@Ernest Bywater
The key word in that is fan - any fan of anything says it's good. I know people who swear the best food in the world is chilli while others say it's the worst - - while the truth is both are right and wrong at the same time, it's just people have different tastes.
Because this was a hypothetical quote, there is no keyword. When putting this in quotes, I was simply trying to illustrate that if you get into a discussion with most novice authors about their book sales, they will usually give you an excuse that has nothing to do with the quality of their story, or their writing. I have a feeling you missed the point entirely.
Unfortunately, the reason their books are not selling can usually be attributed to one of two things:
1. They haven't developed an audience yet. This not only takes time, but also takes methodology.
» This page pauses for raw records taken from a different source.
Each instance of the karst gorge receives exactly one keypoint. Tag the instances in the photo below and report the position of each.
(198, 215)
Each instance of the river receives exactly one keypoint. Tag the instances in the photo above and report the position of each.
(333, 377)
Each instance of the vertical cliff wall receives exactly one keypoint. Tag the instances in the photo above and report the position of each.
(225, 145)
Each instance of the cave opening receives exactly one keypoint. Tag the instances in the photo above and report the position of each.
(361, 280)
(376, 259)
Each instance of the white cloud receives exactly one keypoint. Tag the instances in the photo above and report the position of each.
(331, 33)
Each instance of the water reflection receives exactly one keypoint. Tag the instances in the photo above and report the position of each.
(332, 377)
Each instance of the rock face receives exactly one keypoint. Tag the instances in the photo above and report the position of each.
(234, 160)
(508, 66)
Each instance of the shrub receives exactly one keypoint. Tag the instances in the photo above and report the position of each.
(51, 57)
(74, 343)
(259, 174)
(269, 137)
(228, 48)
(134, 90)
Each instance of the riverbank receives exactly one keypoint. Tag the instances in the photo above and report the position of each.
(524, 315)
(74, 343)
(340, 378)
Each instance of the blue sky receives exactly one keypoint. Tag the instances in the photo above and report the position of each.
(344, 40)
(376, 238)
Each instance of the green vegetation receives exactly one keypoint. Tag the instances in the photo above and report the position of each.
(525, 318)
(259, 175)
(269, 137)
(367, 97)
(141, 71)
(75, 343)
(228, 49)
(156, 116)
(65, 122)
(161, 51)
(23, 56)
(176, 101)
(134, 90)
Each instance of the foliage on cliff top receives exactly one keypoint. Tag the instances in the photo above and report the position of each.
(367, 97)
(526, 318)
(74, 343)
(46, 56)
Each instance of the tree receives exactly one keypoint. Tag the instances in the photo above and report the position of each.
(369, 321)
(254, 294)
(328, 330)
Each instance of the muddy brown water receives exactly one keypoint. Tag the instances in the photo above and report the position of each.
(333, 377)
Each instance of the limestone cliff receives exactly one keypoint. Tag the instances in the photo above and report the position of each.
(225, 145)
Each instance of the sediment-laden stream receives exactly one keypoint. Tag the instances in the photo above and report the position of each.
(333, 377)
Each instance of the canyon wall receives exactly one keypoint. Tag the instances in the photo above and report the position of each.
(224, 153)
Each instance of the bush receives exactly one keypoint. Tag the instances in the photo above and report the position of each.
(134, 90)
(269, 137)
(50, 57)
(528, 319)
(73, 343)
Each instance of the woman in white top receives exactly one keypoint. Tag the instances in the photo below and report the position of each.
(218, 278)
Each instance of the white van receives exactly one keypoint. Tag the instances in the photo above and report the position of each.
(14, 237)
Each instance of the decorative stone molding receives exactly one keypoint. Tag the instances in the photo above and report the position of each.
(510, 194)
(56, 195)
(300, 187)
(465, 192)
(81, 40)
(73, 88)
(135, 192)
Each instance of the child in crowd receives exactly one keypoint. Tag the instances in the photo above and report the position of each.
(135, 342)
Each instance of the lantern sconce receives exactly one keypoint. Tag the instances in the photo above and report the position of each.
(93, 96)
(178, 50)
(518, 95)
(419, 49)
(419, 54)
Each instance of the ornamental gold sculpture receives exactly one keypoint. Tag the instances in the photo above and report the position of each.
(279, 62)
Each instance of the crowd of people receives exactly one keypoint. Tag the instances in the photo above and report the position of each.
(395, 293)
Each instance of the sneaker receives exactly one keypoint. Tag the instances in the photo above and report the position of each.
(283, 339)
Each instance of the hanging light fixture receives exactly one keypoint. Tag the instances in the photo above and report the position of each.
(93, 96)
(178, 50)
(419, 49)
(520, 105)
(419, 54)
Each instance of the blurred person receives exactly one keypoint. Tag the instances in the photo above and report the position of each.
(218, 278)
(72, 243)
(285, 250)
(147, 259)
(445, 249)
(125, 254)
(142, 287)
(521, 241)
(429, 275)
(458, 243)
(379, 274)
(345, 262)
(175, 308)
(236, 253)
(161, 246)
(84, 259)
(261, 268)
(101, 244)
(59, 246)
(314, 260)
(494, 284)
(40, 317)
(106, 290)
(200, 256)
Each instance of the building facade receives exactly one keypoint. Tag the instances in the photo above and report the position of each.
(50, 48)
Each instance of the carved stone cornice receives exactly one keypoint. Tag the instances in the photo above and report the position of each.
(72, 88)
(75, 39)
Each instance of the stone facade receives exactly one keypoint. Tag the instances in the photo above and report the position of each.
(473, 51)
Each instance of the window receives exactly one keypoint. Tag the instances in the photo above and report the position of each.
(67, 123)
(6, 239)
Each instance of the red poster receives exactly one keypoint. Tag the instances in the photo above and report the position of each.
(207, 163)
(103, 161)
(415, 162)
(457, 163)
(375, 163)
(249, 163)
I will use myself as an example:
When I first began publishing, I did so in the free marketplace using SOL and one other large adult website. I used a couple different pen names for a couple different categories of adult fiction. The nice thing about SOL and other adult story websites is that when you publish the sites audience is automatically made aware of it. On SOL, a new story is listed on the top of the 'new story' page and is also prompted on the homepage. As more stories and posts are added, your story is driven further down on the list, but for the first week or so, you get exposure. As people come to the site, they see your story.
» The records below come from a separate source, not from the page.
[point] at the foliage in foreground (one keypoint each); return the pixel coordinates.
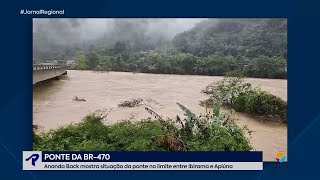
(233, 92)
(190, 134)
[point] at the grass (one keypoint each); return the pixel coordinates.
(232, 92)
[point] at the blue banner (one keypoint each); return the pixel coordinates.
(111, 156)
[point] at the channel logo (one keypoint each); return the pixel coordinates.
(34, 158)
(280, 157)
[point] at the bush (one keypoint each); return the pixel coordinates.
(144, 135)
(259, 102)
(233, 92)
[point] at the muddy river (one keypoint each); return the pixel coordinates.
(53, 104)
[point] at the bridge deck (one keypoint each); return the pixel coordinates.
(45, 72)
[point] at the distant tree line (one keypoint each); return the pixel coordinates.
(254, 47)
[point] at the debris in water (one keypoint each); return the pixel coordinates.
(130, 103)
(78, 99)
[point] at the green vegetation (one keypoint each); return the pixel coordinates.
(233, 92)
(190, 134)
(255, 47)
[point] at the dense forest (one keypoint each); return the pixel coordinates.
(253, 47)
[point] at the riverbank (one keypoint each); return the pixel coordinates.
(53, 105)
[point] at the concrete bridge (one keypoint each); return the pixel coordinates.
(45, 72)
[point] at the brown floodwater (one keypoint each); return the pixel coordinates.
(53, 104)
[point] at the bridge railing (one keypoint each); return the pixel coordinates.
(49, 66)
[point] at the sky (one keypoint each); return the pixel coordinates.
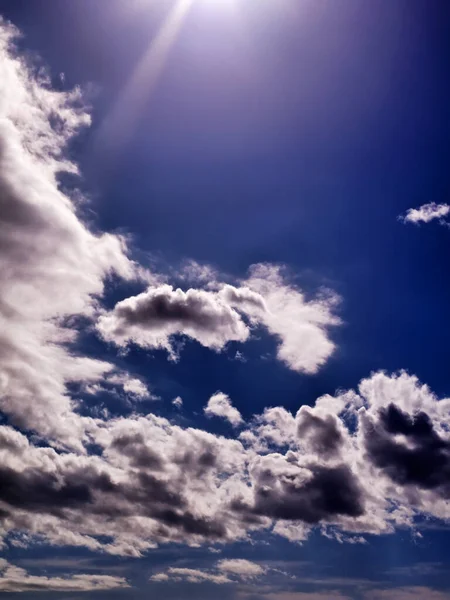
(224, 291)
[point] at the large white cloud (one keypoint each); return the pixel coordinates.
(152, 482)
(152, 318)
(215, 317)
(219, 405)
(51, 265)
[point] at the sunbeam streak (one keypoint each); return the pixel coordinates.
(119, 125)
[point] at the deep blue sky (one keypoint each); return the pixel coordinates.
(277, 138)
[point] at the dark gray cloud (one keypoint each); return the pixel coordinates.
(421, 457)
(328, 493)
(152, 318)
(320, 433)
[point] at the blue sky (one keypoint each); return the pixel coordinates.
(224, 235)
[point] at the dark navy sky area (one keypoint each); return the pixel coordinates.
(293, 136)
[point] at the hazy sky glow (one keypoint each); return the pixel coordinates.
(224, 300)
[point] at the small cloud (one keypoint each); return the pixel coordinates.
(219, 405)
(178, 402)
(426, 213)
(241, 567)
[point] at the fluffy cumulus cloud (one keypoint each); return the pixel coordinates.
(220, 405)
(52, 267)
(426, 213)
(366, 461)
(15, 579)
(214, 318)
(152, 318)
(363, 461)
(241, 567)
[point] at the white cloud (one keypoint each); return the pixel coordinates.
(51, 265)
(215, 317)
(300, 325)
(152, 482)
(426, 213)
(190, 576)
(15, 579)
(152, 318)
(219, 405)
(241, 567)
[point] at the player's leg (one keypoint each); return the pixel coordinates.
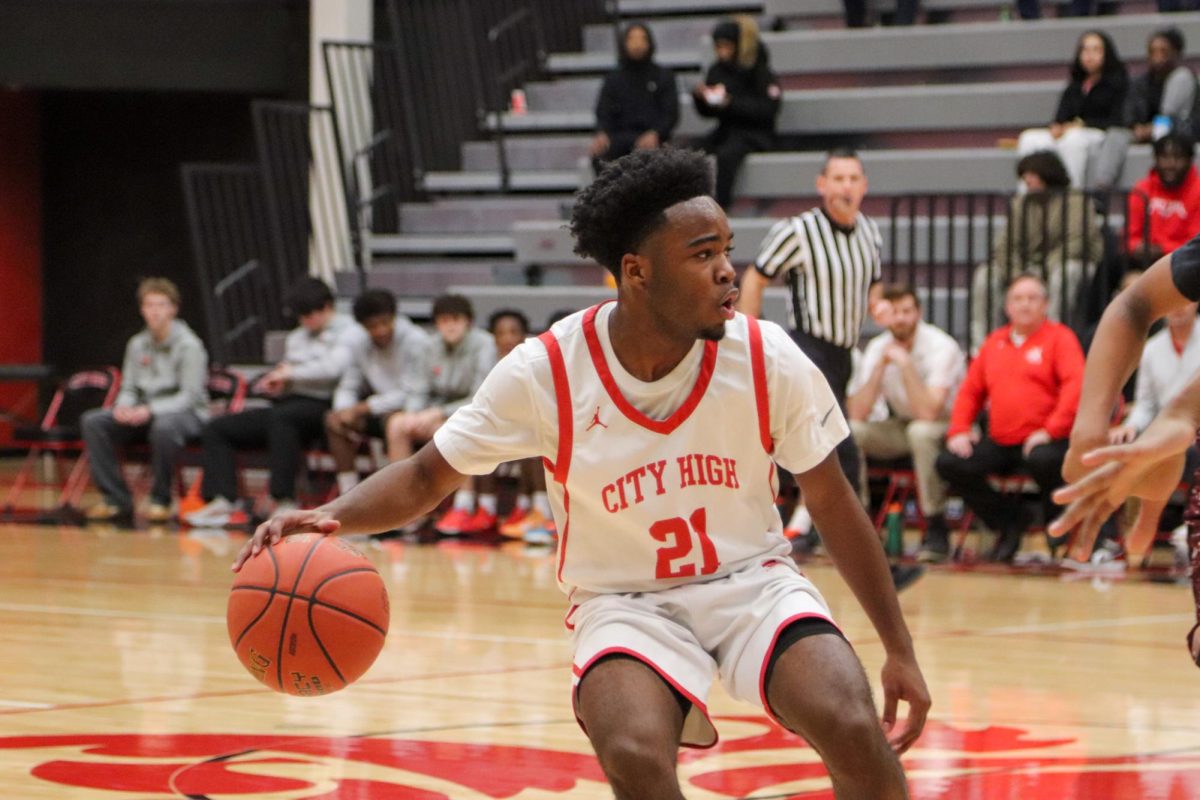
(295, 422)
(635, 722)
(168, 434)
(101, 435)
(816, 686)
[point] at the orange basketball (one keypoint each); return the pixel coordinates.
(307, 615)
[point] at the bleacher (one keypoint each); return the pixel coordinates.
(927, 104)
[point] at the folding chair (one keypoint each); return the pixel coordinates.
(59, 435)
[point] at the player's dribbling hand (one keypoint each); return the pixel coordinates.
(1147, 468)
(309, 521)
(903, 681)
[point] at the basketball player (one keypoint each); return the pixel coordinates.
(671, 549)
(1102, 477)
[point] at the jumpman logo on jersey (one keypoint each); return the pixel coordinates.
(595, 421)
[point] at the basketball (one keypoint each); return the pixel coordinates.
(307, 615)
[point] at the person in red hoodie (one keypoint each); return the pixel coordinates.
(1173, 191)
(1027, 374)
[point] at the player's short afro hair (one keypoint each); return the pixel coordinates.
(625, 203)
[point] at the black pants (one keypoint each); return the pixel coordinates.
(285, 428)
(967, 477)
(835, 364)
(731, 148)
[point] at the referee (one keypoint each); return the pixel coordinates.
(829, 257)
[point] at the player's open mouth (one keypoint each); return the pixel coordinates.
(727, 307)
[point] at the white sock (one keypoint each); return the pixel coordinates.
(347, 481)
(801, 521)
(541, 504)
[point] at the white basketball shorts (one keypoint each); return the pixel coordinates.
(690, 633)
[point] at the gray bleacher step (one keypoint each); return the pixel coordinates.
(906, 172)
(547, 241)
(547, 180)
(581, 92)
(979, 106)
(960, 44)
(802, 8)
(661, 7)
(411, 278)
(604, 61)
(561, 152)
(454, 244)
(791, 173)
(475, 215)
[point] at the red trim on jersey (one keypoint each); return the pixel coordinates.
(562, 465)
(766, 660)
(658, 426)
(580, 672)
(759, 367)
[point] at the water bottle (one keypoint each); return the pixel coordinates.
(1161, 126)
(894, 528)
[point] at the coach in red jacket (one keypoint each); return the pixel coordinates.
(1029, 376)
(1173, 191)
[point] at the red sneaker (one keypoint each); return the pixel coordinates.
(481, 522)
(454, 522)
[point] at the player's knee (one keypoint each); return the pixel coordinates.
(635, 758)
(93, 420)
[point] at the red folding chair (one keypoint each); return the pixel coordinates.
(59, 435)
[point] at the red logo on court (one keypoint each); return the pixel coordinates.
(949, 763)
(595, 421)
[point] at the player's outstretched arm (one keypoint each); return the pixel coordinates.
(851, 541)
(1114, 355)
(393, 497)
(1149, 468)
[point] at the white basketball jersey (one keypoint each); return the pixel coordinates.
(645, 504)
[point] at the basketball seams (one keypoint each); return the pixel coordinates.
(287, 611)
(316, 637)
(262, 613)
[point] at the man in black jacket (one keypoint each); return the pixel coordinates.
(743, 94)
(639, 103)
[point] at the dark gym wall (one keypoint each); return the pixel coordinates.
(114, 208)
(127, 91)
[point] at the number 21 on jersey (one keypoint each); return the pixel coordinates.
(678, 537)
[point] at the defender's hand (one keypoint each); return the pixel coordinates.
(903, 681)
(312, 521)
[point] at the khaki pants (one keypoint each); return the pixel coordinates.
(921, 439)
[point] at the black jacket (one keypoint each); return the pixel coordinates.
(639, 96)
(1101, 108)
(754, 95)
This helps you gain an audience. If people read your story and like the premise, or the writing, there is a chance they will mark you as a 'favorite author'
Great!
The paid market is different. It isn't so automatic. If you go into the paid marketplace with the same pen name you used in the free one, you have a definite advantage. If you go about it the right way, some of your fans will follow you from the free marketplace into the paid one. (Assuming they are truly impressed with your writing). But you have to bear in mind that a vast majority of free market readers stay free market readers. Most of them will never pay for materials except for those by authors they already pay for. That's just the reality of it.
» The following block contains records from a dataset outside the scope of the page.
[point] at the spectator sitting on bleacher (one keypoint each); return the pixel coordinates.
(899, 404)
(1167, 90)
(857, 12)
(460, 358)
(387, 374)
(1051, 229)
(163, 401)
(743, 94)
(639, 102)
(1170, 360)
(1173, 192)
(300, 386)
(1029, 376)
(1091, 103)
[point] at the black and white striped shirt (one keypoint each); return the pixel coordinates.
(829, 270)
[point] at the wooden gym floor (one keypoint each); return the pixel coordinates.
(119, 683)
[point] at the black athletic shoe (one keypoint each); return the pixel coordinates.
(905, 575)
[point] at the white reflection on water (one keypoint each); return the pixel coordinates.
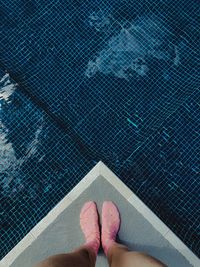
(9, 163)
(6, 87)
(131, 50)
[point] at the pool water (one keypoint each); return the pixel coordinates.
(116, 81)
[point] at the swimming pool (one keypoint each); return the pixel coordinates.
(115, 81)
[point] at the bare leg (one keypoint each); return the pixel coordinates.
(119, 256)
(82, 257)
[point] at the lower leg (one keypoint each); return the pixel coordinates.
(81, 257)
(119, 256)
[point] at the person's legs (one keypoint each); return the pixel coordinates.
(82, 257)
(119, 256)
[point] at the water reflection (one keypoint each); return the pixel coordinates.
(20, 127)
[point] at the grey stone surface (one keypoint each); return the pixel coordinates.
(64, 234)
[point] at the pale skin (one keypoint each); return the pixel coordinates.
(118, 256)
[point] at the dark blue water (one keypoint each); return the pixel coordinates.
(114, 81)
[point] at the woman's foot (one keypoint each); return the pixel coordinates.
(90, 226)
(110, 225)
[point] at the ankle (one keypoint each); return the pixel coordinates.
(115, 252)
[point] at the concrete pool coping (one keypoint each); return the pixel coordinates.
(100, 170)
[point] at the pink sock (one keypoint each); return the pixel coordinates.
(110, 224)
(89, 225)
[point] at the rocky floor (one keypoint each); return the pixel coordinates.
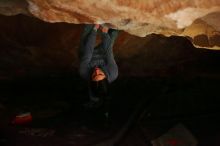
(152, 105)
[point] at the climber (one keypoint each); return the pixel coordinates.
(97, 63)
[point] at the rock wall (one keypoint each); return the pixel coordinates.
(139, 17)
(30, 46)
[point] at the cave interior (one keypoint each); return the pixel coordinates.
(163, 82)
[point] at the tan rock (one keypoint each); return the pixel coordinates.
(138, 17)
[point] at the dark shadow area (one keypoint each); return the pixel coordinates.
(163, 81)
(59, 117)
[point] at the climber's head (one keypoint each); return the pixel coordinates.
(98, 83)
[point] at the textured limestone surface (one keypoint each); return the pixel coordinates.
(197, 19)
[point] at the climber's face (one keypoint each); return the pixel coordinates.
(98, 74)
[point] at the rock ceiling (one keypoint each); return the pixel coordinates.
(199, 20)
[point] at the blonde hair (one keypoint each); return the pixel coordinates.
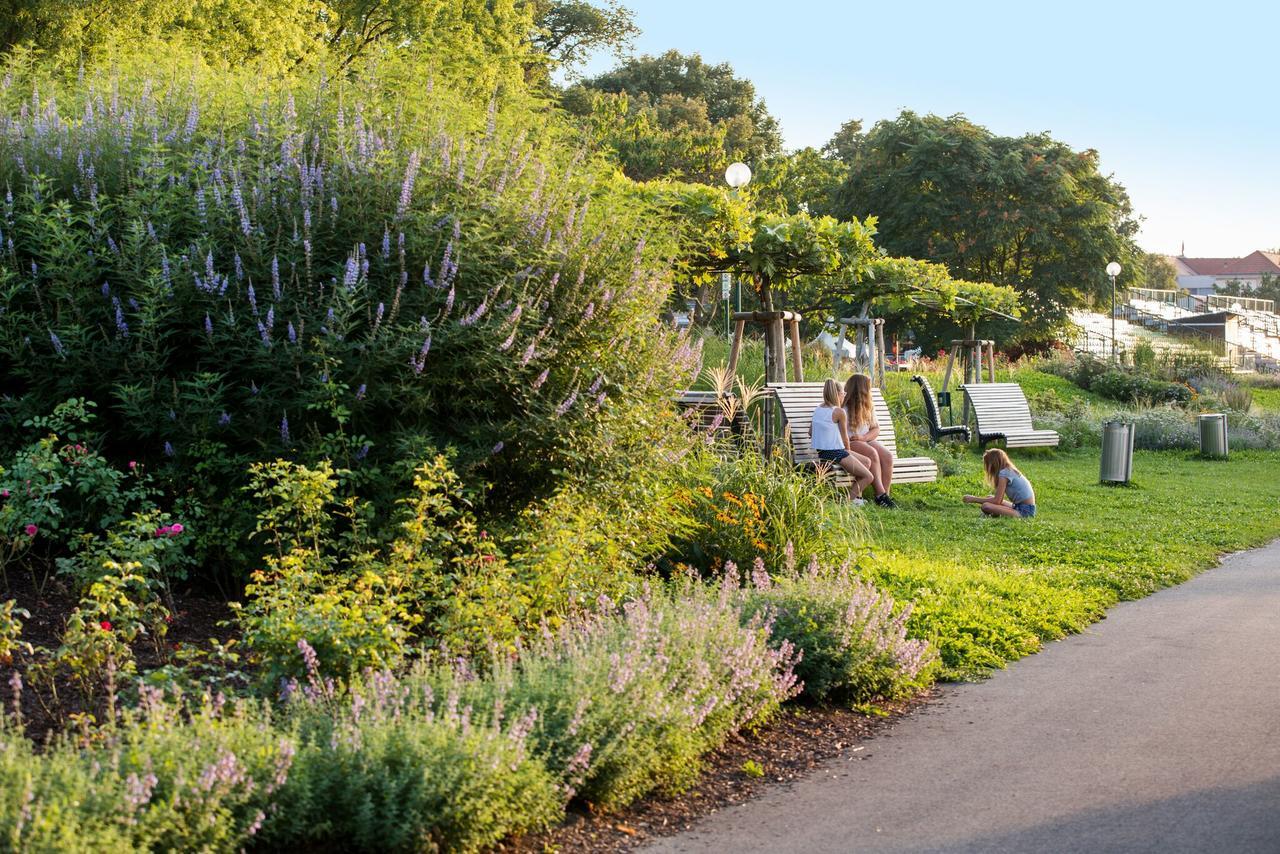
(831, 393)
(858, 401)
(993, 461)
But if you do bring a few readers with you, you have an advantage. Getting a few sales from readers when you publish something new will help your books develop connections in the sales algorithms of either Amazon or whatever platform it is on. These connections can lead to additional sales. How ever many sales you get, is the only accurate reflection you have of how big your "fan-base" really is. If you publish a book and make fifty sales, your fan base cannot be any larger than that. Your 'audience' fits into that auditorium.
Your job as an author is to find ways to expand that fan-base. You do this by publishing more works, offering books for free, giving discounts, talking about your books every time you have a chance, or doing whatever else you do as a business man/woman in the publishing industry.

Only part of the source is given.